Alberto Garre López (born 10 February 1952) is a Spanish politician who served as President of the Region of Murcia between April 2014 and July 2015. In March 2017, Garre left the People's Party, accusing the then national leader Mariano Rajoy of "inaction on corruption", founding his own party, Somos Región, in February 2018. He currently serves as president of that party.

== Biography ==
Alberto Garre was born in the Pachequera district of Balsicas, where his father worked as a pharmacist. At the age of eighteen months he was orphaned by his mother, who died in an accident.

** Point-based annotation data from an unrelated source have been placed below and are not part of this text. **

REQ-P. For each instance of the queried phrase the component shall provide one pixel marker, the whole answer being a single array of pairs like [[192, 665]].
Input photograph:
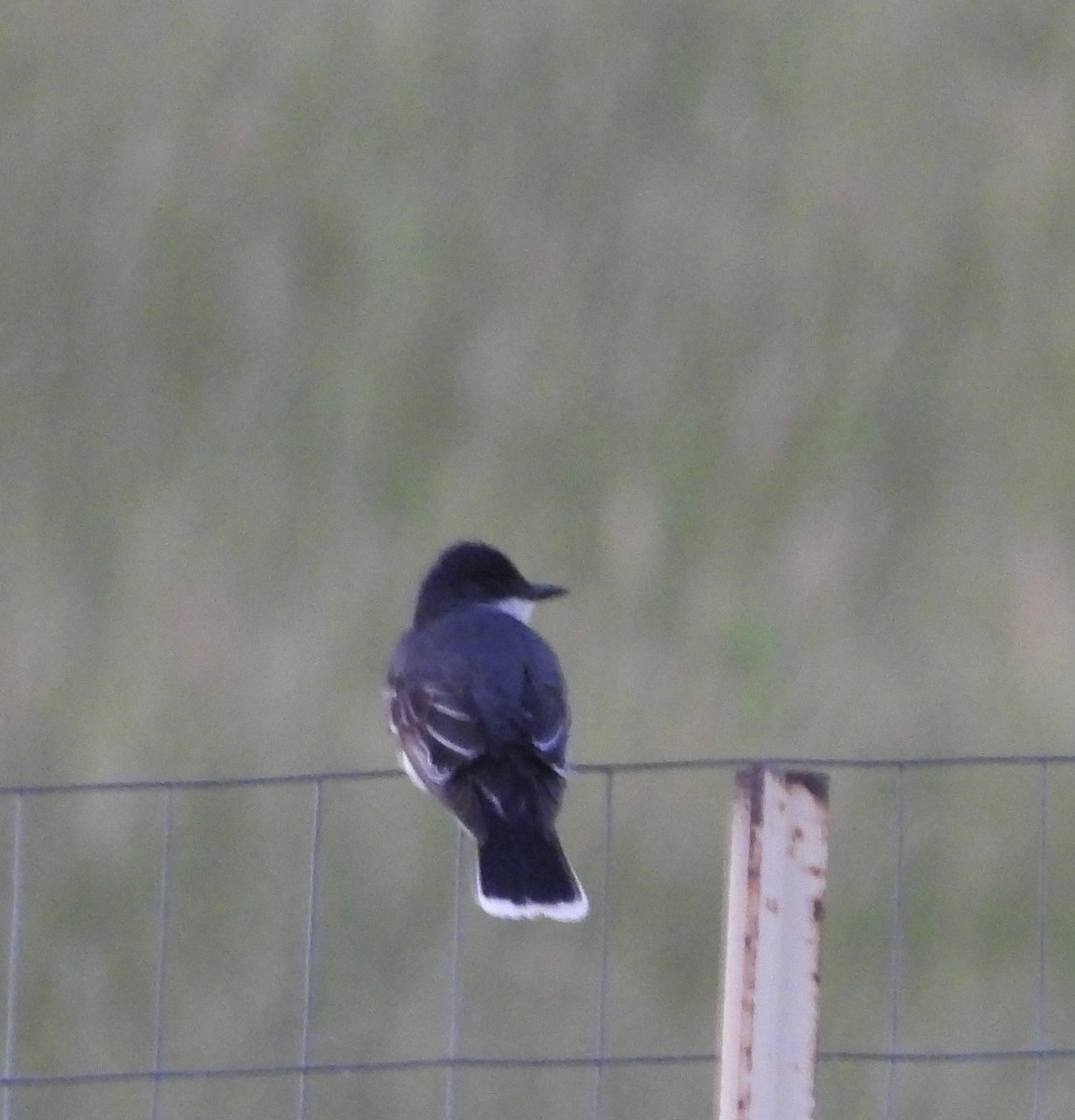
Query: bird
[[479, 704]]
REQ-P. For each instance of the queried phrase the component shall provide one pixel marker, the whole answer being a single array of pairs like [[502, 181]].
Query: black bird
[[479, 704]]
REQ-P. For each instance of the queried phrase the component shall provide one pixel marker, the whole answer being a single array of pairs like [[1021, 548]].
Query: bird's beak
[[538, 592]]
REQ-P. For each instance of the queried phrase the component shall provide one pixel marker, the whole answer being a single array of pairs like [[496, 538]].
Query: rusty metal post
[[776, 888]]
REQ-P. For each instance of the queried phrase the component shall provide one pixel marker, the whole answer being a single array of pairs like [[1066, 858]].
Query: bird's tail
[[524, 873]]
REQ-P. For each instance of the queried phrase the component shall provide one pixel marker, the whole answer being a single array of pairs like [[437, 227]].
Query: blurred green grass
[[751, 325]]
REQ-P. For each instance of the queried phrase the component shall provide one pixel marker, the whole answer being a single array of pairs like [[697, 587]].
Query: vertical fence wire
[[454, 996], [1040, 1026], [896, 952], [600, 1029], [12, 969], [163, 904], [309, 949]]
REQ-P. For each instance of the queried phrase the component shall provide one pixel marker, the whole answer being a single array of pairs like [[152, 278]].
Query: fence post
[[775, 904]]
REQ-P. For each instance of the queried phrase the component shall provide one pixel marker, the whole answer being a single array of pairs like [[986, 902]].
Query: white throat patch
[[518, 609]]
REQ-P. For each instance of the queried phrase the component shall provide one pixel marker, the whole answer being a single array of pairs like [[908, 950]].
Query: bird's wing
[[436, 731], [549, 722]]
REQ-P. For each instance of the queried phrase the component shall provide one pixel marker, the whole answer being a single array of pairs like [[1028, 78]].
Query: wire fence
[[947, 874]]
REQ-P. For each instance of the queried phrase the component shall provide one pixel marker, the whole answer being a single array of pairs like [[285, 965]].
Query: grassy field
[[751, 324]]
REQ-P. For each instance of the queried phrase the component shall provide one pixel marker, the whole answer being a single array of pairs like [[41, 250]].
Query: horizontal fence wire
[[451, 1062], [616, 768]]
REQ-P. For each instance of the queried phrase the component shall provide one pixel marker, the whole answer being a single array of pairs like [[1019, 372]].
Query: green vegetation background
[[753, 323]]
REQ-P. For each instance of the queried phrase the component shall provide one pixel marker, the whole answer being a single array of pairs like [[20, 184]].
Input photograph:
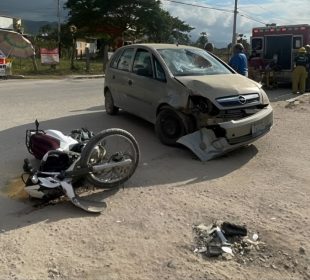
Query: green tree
[[114, 18], [202, 40]]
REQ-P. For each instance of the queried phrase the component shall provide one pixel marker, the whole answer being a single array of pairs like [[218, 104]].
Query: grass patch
[[23, 66]]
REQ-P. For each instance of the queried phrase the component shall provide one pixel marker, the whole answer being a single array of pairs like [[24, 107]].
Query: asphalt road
[[65, 105]]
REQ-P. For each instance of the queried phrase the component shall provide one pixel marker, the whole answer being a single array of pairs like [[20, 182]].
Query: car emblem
[[242, 99]]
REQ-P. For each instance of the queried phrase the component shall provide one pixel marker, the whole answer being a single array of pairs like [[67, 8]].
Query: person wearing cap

After studying high school at the Loreto School in Santiago de la Ribera, he studied law at the University of Murcia and after graduating, he began to practice as a lawyer, a profession he did not abandon for many years, combining it with his dedication to politics.

In 1981 he married Susana Cler, and they had two children.

== Political career ==
His political beginnings took place in Torre-Pacheco, his municipality, where he was elected councillor in 1987, being until 1995 spokesman of the municipal group of the Partido Popular, in those years in the opposition in the Town Hall.

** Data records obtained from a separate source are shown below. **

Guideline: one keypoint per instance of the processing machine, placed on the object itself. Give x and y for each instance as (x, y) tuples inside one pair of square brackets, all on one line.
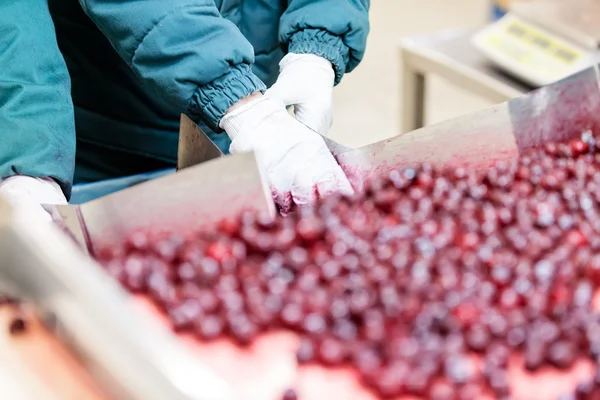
[(93, 340)]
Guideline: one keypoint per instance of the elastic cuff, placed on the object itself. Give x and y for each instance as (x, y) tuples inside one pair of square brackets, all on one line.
[(210, 102), (322, 43)]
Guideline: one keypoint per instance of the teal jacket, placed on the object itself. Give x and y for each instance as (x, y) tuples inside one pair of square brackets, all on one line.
[(119, 73)]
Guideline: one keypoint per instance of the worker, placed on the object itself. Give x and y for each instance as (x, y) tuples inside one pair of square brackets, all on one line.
[(112, 77)]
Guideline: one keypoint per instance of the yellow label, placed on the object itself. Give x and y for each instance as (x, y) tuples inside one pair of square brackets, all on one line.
[(544, 62), (557, 49)]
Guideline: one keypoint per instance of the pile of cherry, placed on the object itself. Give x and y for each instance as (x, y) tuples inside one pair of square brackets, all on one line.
[(405, 282)]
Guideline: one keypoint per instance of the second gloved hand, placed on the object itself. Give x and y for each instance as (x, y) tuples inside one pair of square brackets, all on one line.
[(27, 194), (306, 82), (296, 160)]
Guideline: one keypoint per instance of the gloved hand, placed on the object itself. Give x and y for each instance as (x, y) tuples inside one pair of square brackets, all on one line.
[(27, 194), (297, 163), (306, 82)]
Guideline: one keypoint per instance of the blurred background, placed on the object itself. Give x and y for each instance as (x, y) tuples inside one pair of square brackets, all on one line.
[(367, 102)]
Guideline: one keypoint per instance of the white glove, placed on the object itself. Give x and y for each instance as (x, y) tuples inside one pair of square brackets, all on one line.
[(306, 82), (296, 161), (27, 194)]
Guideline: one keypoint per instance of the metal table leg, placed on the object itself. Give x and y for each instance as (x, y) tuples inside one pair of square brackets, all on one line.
[(413, 99)]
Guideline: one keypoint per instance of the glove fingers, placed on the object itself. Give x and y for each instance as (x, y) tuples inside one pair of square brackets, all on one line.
[(304, 190), (318, 117)]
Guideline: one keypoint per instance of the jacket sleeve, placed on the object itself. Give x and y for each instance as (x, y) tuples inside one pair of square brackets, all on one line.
[(333, 29), (184, 50), (37, 128)]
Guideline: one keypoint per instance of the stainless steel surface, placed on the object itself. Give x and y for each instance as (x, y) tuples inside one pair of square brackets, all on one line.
[(556, 112), (574, 20), (194, 146), (132, 356), (185, 202), (450, 55)]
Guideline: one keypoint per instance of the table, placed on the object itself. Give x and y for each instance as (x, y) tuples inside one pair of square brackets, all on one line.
[(451, 55)]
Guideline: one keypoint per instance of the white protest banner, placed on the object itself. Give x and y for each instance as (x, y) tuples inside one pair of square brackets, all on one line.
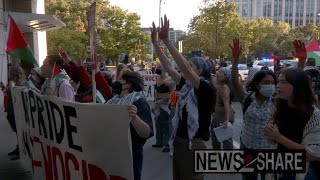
[(150, 80), (66, 140)]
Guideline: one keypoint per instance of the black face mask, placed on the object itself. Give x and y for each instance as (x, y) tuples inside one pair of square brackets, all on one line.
[(158, 71), (117, 88)]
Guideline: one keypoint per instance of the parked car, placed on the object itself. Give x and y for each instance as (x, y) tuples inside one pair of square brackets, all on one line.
[(243, 71), (289, 62), (264, 63)]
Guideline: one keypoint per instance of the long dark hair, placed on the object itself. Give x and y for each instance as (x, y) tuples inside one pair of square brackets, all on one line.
[(303, 99), (257, 78)]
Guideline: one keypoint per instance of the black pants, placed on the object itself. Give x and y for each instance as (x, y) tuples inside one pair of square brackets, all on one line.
[(12, 122)]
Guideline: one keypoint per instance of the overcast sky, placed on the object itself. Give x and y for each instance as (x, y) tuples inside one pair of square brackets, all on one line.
[(179, 12)]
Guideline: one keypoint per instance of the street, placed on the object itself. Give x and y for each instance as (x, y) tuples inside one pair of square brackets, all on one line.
[(157, 165)]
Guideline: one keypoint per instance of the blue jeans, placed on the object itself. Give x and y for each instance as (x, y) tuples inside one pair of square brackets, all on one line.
[(250, 176), (163, 128)]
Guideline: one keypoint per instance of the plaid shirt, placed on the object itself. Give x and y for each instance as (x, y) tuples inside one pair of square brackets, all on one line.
[(255, 119)]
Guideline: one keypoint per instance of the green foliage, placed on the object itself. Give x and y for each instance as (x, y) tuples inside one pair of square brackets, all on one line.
[(73, 42), (117, 30)]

In 1991 he was elected a member of the Murcia Regional Assembly for the second constituency (which covers the Campo de Cartagena region), combining this post with that of councillor in Torre Pacheco. In that legislature, he held the position of second secretary of the Bureau of the House. Four years later, in 1995, the People's Party acceded to the government of the Region of Murcia, and he then became spokesman for his parliamentary group in the Regional Assembly, a post he would hold for just over two terms, until 2004, when he was elected deputy for Murcia in Congress.

In the Congress of Deputies he remained for two legislatures, both with the PP in opposition, and in which it was particularly significant the decision he took in 2008 along with the also deputy Murcia Arsenio Pacheco, to break the discipline of the popular group vote in the vote on the reform of the Statute of Autonomy of Castilla-La Mancha, to understand that it violated the interests of the Region of Murcia in water by seeking to end the Tagus-Segura Transfer.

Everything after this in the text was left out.